To make the discovery, Jin analyzed thousands of neural-activity recordings made by Naotaka Fujii, from RIKEN, who then was a postdoctoral researcher in the lab of Ann Graybiels, an institute professor at MIT. Jin developed the computational tools that enabled the discovery of the novel results to emerge from the team's vast data set.
"The key finding is that neurons in the prefrontal cortex and the striatum encode the time information associated with sensory cues," Jin explained. "Visual cues, for example, elicit a variety of responses in a particular population of neurons. We found that the brain is able to tell the passage of time from the visual cues because different neurons are active at different times. Most remarkably we found that there are neurons that are active at precise times after a particular visual cue, and these neurons act like clocks that mark time."
The team of researchers trained two macaque monkeys to perform a simple eye-movement task. After receiving a "go" signal, the monkeys were free to perform the task at their own speed. The researchers found that neurons in the prefrontal cortex and the striatum consistently fired at specific times after the "go" signal -- at 100 milliseconds, 110 milliseconds, 150 milliseconds, and other intervals. Like a stopwatch, these neurons provided a fine-scale coverage over a period of several seconds. The combined activity of these neurons provided "time stamps" that could specify any given time point with a remarkable precision of less than 50 milliseconds, which is more than sufficient to account for most behaviors.

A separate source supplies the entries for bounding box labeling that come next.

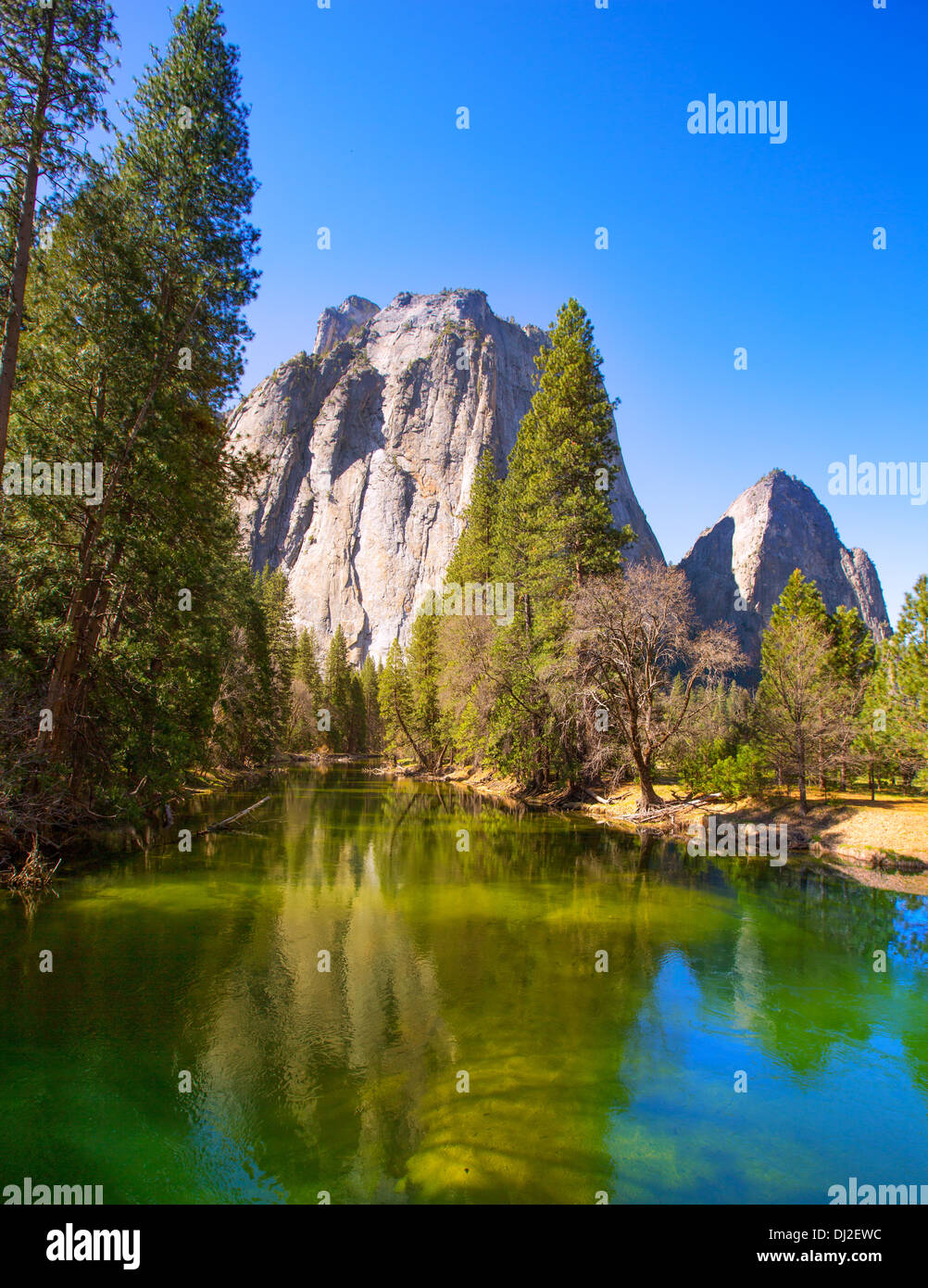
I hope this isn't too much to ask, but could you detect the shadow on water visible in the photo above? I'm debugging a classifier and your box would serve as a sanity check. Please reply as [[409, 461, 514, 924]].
[[0, 766, 928, 1203]]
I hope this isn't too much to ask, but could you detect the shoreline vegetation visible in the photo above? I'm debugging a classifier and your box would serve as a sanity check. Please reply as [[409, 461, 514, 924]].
[[355, 756, 928, 895]]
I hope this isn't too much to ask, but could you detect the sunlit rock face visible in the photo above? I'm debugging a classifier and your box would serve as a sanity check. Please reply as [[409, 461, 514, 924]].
[[680, 470, 889, 667], [229, 290, 663, 661]]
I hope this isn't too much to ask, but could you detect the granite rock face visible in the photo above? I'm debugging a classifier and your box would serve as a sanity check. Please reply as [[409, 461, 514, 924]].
[[229, 290, 663, 662], [680, 470, 891, 667]]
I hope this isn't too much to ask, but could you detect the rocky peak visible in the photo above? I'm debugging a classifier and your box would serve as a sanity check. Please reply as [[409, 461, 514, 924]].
[[229, 290, 663, 661], [680, 470, 889, 667], [313, 295, 379, 354]]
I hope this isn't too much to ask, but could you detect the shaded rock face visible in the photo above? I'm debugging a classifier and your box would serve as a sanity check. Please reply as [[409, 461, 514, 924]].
[[229, 291, 663, 661], [680, 470, 889, 668]]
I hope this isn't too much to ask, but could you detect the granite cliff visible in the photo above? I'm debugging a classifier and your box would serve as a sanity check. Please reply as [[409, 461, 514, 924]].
[[229, 290, 663, 661], [680, 470, 889, 667]]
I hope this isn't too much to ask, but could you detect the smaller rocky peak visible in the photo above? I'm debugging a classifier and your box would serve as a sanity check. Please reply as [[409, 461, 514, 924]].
[[313, 295, 380, 356]]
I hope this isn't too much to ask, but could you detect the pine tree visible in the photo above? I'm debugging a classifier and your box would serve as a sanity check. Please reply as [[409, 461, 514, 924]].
[[360, 654, 382, 755], [255, 568, 296, 746], [379, 640, 412, 764], [407, 613, 448, 772], [27, 0, 257, 765], [0, 0, 119, 479], [757, 568, 846, 814], [445, 449, 501, 586], [829, 604, 876, 790], [499, 298, 632, 614], [326, 624, 351, 751], [885, 575, 928, 756]]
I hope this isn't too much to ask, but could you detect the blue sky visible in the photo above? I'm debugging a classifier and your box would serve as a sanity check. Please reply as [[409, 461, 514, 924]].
[[107, 0, 928, 620]]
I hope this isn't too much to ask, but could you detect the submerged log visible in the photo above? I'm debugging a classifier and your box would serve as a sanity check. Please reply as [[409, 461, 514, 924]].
[[193, 796, 270, 836]]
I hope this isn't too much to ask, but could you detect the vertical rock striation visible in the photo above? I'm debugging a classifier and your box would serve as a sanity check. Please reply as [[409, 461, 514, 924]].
[[229, 290, 663, 661]]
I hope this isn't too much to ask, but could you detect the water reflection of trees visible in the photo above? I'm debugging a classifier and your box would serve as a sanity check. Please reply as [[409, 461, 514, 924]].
[[181, 783, 925, 1202]]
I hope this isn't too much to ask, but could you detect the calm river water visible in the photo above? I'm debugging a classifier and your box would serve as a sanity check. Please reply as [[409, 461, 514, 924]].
[[0, 767, 928, 1203]]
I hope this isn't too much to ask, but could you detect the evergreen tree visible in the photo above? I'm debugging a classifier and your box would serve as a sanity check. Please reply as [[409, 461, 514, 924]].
[[499, 298, 633, 615], [255, 568, 296, 746], [445, 449, 502, 585], [885, 575, 928, 757], [407, 613, 448, 772], [360, 654, 382, 755], [23, 0, 257, 764], [0, 0, 119, 476]]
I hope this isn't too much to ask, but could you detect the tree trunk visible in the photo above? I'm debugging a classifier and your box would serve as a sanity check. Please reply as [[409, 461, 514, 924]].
[[0, 9, 56, 472]]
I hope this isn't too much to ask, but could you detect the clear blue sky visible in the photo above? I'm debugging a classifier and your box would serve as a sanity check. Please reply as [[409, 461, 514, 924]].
[[105, 0, 928, 620]]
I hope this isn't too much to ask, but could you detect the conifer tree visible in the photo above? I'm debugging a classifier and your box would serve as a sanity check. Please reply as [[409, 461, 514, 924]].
[[326, 624, 351, 751], [445, 449, 501, 585], [499, 298, 632, 614], [379, 640, 413, 764], [885, 575, 928, 756]]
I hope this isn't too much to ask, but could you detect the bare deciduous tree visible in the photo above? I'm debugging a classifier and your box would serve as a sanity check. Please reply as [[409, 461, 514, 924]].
[[572, 562, 743, 813]]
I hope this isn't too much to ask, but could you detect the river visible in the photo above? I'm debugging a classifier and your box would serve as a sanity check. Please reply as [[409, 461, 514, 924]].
[[0, 766, 928, 1205]]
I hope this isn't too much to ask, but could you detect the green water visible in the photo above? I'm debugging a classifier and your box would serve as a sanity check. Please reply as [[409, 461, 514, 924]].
[[0, 769, 928, 1203]]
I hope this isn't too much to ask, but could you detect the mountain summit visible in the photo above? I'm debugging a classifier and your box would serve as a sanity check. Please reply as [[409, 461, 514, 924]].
[[680, 470, 889, 666], [229, 290, 663, 661]]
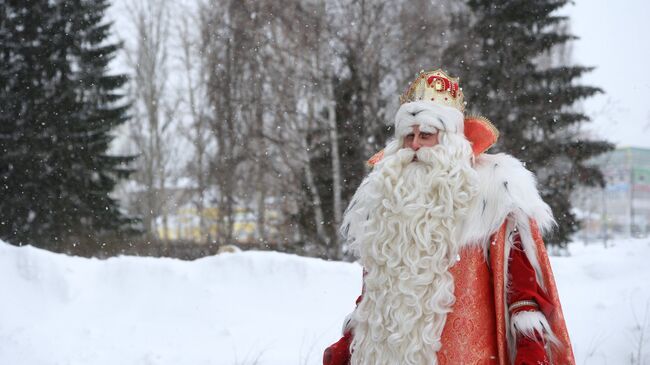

"Another key finding of our work is that the brains of the monkeys constructed neural activities to encode time even though timing was not required for the experimental task," Jin said. "We suggest that time encoding is the essential function of the brain's neural networks."
Jin said this kind of time-keeping activity long had been suggested in theories of how animals learn to recognize a stimulus that leads to delayed rewards, but his team's work is the first experimental demonstration of this Time-keeping function using recordings of neuron activity.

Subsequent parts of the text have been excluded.